Model D1P1 D1P2 D2P1 D2P2 D3P1 D3P2 D4P1 D4P2 D5P1 D5P2 Total
kimi-coding/k2p5 .0084 .0165 .0035 .0043 .0090 .0081 .0029 .0042 .0040 .0040 $0.06
zai/glm-5 .0061 .0068 .0072 .0104 .0271 .0761 .0222 .0190 .0052 .0073 $0.19
anthropic/claude-haiku-4-5 .0347 .0104 .0245 .0104 .0664 .0137 .0292 .0469 .0317 .0231 $0.29
alibaba/qwen3.5-plus .0237 .0460 .0213 .0185 .0137 .0538 .0553 .0388 .0108 .0216 $0.30
openai-codex/gpt-5.3-codex .0155 .0220 .0271 .0171 .0340 .0352 .0386 .0410 .0389 .0390 $0.31
anthropic/claude-sonnet-4-6 .0349 .0303 .0457 .0377 .0373 .0279 .0388 .0335 .0348 .0246 $0.35
anthropic/claude-opus-4-6 .1142 .0926 .1286 .0646 .1117 .0834 .1160 .0879 .1117 .0939 $1.00
alibaba/qwen3-coder-next .0360 .1663 .0092 .0198 .0993 .0962 .1017 .4650 .0828 .0647 $1.14
minimax/MiniMax-M2.5 .0144 .0334 .0057 .0259 .0356 .1261 .0452 .0395 .0208 .8727 $1.22
mistral/devstral-2512 .0233 .0987 .0171 .0147 .0286 .3224 .5733 .1688 .0142 .0667 $1.33

Observations

10/10 completers — zero ejections. Racket joins Python, Ruby, Elm, and Rust as the fifth language in this series where every model solved every part.

gpt-5.3-codex — fastest overall at 272s. Also the most token-efficient at 6,711 tokens total. Never needed a retry. No single part over 48s.

claude-sonnet-4-6 — second fastest at 278s, remarkably consistent.

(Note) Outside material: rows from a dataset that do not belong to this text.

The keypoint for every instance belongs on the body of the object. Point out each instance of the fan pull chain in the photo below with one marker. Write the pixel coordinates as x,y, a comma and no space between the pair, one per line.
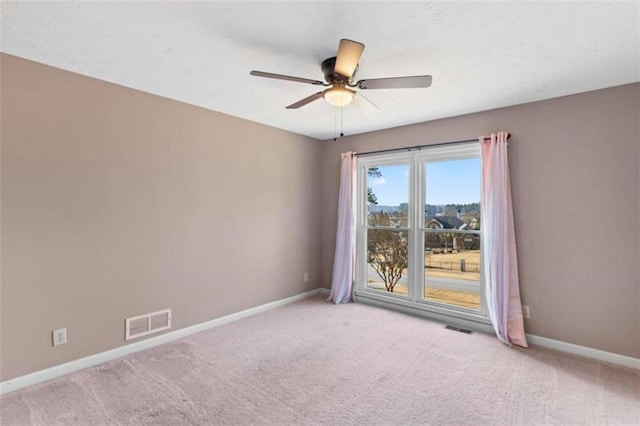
335,124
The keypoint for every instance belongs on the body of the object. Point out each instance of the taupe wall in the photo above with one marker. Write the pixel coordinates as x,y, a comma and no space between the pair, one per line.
574,173
116,203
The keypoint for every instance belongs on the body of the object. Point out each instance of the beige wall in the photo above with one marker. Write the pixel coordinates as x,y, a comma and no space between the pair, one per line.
574,173
116,203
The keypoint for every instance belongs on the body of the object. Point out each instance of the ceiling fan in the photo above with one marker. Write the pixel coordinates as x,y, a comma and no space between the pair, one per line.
339,72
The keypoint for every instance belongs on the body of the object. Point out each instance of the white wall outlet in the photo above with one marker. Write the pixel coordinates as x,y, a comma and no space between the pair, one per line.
59,336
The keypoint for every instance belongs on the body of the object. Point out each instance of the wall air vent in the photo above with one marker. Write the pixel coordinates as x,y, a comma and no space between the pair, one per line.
461,330
144,325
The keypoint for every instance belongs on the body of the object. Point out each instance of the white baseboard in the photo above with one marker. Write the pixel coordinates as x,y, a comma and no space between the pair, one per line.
102,357
585,351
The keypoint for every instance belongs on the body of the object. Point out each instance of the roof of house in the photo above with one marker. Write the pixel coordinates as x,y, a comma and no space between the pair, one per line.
447,222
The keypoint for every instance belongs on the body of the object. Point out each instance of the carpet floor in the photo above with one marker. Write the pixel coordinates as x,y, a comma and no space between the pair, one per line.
312,362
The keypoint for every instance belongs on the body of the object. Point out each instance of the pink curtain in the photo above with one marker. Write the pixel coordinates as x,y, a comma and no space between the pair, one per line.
499,245
342,280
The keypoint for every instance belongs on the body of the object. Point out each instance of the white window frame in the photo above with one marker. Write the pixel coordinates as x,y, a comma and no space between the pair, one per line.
416,231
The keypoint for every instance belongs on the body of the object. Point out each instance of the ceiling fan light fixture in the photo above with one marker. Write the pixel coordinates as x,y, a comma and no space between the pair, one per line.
338,96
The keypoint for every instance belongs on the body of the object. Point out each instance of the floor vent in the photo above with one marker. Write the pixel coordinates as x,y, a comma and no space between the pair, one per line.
144,325
461,330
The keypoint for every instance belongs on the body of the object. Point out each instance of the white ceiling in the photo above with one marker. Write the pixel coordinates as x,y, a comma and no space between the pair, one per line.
482,55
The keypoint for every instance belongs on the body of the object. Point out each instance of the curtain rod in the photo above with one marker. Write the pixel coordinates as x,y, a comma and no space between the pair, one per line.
419,147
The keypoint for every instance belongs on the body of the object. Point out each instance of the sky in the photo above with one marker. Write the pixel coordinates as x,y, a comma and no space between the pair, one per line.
447,182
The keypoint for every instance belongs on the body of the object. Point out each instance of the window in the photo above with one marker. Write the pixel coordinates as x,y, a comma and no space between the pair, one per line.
419,236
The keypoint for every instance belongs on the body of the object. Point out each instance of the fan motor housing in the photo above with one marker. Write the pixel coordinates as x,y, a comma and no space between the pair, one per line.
328,69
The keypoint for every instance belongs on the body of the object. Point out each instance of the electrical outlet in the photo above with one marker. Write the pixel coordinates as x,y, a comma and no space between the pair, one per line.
59,336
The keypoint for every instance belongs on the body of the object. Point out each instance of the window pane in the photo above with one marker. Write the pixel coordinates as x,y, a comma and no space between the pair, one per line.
452,268
452,194
387,260
388,195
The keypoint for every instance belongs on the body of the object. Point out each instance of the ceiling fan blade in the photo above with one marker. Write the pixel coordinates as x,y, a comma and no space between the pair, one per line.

Every part between 17–40s.

kimi-coding/k2p5 — cheapest at $0.06 total, second fewest tokens at 7,990. The Day 1 Part 2 retry inflated its total time to 757s, but on 9 of 10 parts it was under 40s.

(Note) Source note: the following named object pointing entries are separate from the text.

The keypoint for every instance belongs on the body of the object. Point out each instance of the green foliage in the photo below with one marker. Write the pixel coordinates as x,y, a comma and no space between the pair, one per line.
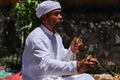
25,11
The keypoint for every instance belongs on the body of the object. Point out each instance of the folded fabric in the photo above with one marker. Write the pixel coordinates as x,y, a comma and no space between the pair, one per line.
4,73
16,76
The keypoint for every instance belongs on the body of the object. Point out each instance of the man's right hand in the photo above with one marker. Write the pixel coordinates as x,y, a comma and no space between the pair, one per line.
85,64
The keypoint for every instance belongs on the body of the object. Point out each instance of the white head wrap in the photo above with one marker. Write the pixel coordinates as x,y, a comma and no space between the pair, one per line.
45,7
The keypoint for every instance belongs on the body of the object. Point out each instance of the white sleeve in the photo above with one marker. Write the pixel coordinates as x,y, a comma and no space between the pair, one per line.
42,58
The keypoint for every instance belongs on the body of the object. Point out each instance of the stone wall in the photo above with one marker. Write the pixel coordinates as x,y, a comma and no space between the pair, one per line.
100,33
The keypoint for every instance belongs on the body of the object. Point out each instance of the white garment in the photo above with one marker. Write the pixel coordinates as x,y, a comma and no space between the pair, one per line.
39,61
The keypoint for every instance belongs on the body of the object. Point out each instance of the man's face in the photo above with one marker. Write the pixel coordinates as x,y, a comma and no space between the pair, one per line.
55,19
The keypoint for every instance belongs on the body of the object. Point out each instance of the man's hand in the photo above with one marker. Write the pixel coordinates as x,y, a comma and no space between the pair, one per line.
76,45
86,64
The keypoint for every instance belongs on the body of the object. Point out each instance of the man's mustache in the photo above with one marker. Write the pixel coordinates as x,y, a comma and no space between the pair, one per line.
59,21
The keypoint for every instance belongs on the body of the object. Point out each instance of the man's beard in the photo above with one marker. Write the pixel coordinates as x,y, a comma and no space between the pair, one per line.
58,26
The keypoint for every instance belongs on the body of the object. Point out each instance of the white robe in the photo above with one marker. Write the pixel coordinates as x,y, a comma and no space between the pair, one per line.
40,62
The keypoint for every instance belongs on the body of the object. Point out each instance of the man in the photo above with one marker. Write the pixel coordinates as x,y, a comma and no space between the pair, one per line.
44,56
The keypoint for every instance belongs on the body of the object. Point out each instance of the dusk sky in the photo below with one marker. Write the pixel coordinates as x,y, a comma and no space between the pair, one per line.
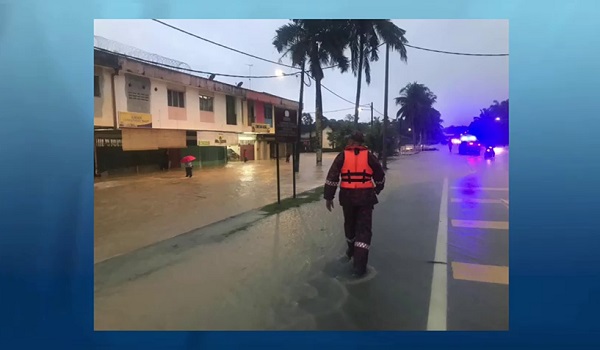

minimax/MiniMax-M2.5 — slowest overall at 1,850s. Hit an API timeout on Day 5 Part 1, then gave a wrong answer on Day 5 Part 2 that took 789s and 29K tokens to fix. Day 1 Part 2 also took 386s. The model completed everything, but was consistently the bottleneck.

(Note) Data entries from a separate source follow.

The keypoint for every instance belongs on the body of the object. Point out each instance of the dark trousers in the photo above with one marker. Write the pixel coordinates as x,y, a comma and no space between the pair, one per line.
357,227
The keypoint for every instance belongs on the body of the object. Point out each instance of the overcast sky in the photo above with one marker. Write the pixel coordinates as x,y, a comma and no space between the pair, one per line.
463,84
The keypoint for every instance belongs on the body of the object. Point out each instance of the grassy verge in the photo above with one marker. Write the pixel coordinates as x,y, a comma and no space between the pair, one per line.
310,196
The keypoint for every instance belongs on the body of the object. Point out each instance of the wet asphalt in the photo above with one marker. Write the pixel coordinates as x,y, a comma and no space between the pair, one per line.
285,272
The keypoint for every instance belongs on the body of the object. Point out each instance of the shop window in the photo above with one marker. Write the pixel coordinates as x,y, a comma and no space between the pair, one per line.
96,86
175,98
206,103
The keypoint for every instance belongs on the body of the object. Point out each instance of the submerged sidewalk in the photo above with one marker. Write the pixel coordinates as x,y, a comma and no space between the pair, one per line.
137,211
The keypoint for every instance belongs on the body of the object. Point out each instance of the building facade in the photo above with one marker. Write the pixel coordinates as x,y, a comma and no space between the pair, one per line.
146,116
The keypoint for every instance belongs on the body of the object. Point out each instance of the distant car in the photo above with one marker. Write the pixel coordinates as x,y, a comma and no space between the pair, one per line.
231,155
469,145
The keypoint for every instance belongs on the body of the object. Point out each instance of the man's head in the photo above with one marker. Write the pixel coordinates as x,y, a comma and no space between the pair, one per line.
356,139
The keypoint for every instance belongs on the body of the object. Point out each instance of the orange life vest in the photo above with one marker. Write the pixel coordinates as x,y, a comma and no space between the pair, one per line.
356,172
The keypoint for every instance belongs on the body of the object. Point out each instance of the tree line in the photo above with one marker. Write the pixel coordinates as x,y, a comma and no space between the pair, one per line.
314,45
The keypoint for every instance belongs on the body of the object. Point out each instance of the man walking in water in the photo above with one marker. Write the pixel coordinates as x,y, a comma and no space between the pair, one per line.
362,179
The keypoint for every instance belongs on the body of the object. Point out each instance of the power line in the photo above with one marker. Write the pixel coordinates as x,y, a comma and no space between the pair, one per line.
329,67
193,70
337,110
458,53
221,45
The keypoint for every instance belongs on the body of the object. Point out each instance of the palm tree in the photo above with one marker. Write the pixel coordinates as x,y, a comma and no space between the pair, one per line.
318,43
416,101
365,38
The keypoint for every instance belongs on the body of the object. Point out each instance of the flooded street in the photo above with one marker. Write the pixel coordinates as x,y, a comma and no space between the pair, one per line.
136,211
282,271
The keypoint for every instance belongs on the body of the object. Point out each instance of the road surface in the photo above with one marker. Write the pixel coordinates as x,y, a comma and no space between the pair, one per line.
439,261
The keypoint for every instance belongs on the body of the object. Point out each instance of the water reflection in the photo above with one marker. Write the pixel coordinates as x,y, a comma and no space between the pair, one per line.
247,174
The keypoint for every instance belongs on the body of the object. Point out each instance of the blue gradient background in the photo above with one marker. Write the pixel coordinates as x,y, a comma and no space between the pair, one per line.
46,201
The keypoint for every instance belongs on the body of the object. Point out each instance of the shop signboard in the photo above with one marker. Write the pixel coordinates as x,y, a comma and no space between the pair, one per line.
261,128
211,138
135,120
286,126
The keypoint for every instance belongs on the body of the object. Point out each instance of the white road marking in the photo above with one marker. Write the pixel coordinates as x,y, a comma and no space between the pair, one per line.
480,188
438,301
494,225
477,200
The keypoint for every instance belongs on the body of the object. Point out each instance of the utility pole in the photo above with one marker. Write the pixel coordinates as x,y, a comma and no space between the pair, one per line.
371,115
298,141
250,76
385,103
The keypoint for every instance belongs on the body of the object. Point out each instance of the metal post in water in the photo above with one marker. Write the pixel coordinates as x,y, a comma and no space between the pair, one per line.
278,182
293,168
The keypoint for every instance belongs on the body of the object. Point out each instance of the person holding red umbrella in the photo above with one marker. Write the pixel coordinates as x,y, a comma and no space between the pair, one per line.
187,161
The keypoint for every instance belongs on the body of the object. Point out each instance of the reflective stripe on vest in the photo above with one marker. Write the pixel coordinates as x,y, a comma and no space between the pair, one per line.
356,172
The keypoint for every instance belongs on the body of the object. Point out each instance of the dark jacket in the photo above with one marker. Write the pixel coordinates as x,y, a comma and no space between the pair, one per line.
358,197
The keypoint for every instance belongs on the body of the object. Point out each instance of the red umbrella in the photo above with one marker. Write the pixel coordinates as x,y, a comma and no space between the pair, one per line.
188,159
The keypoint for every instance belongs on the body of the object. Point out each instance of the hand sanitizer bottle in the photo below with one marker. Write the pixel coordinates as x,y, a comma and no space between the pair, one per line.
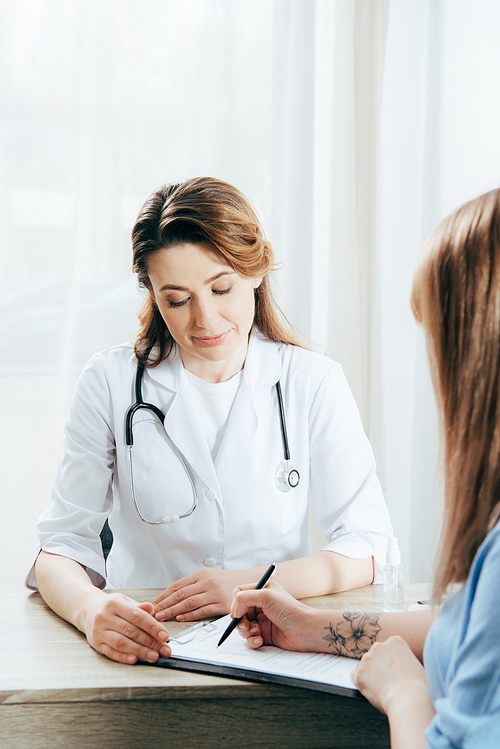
393,578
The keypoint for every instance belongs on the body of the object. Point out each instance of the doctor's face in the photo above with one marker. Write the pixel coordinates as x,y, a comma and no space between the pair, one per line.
207,307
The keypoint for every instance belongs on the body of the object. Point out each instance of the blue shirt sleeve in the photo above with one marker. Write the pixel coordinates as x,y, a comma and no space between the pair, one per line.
468,709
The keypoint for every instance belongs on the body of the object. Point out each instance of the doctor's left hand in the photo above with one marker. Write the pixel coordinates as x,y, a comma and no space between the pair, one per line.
203,594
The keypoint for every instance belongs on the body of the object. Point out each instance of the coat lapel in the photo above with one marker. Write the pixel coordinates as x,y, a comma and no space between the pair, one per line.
182,424
262,371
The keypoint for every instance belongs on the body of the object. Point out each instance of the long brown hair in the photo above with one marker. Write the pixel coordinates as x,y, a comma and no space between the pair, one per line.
456,297
206,210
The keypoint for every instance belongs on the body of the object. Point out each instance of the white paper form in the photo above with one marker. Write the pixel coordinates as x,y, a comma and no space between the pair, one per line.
201,646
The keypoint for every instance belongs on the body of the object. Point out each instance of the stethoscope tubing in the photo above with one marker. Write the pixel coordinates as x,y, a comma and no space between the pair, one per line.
286,477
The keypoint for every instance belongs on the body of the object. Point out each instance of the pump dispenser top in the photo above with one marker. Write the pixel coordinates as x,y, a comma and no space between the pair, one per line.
393,555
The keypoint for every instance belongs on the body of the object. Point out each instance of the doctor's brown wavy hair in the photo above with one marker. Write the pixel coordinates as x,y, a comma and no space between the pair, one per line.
456,297
203,210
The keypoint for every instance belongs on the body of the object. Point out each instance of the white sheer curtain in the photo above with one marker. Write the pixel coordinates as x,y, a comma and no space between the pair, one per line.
333,116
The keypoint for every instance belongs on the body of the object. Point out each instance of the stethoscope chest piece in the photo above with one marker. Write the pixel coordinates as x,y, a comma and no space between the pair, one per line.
287,477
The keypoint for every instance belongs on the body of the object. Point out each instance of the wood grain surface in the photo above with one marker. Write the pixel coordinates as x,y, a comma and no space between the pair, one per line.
55,691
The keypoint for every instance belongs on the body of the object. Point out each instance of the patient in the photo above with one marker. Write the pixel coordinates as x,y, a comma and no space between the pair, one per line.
455,700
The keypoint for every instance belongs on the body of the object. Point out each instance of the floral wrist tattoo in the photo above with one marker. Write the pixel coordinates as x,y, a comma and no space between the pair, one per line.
355,635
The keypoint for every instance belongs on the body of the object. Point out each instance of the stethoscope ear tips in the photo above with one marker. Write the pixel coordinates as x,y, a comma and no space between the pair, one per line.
287,477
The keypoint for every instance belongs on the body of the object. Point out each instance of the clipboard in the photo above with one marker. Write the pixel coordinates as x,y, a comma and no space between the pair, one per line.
194,649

devstral-2512 — spiked on two parts: D3P2 (156s, 14K tokens) and D4P1 (255s, 23K tokens, $0.57). Every other part was routine.

Day 1 Part 2 was the stumbling block. Two models (k2p5, qwen3-coder-next) needed a second try, and MiniMax-M2.5 took 386s on its first try. Part 2 was otherwise straightforward — most first-try solves landed under 50s.

No Racket-specific struggles. No model got stuck on S-expression syntax, #lang racket conventions, or Racket-specific library APIs. The parentheses didn't slow anyone down.

Cross-language snapshot

LanguageModels completing all 10 parts
Python10/10
Ruby10/10
Elm10/10
Rust10/10
Racket10/10
Java9/10
Elixir7/10
Haskell7/11
OCaml5/9
ReScript (run 2)2/10

Racket's perfect completion rate is notable. It's not a mainstream language, but it has clear semantics, good documentation, and a REPL-friendly workflow. Unlike Elm (which needed a scaffold) or Rust (which demands borrow-checking), Racket lets you write a quick script with #lang racket and go — and that simplicity may have helped.

Benchmarked on 2026-02-27 using pi as the agent harness.


This post was written with AI assistance.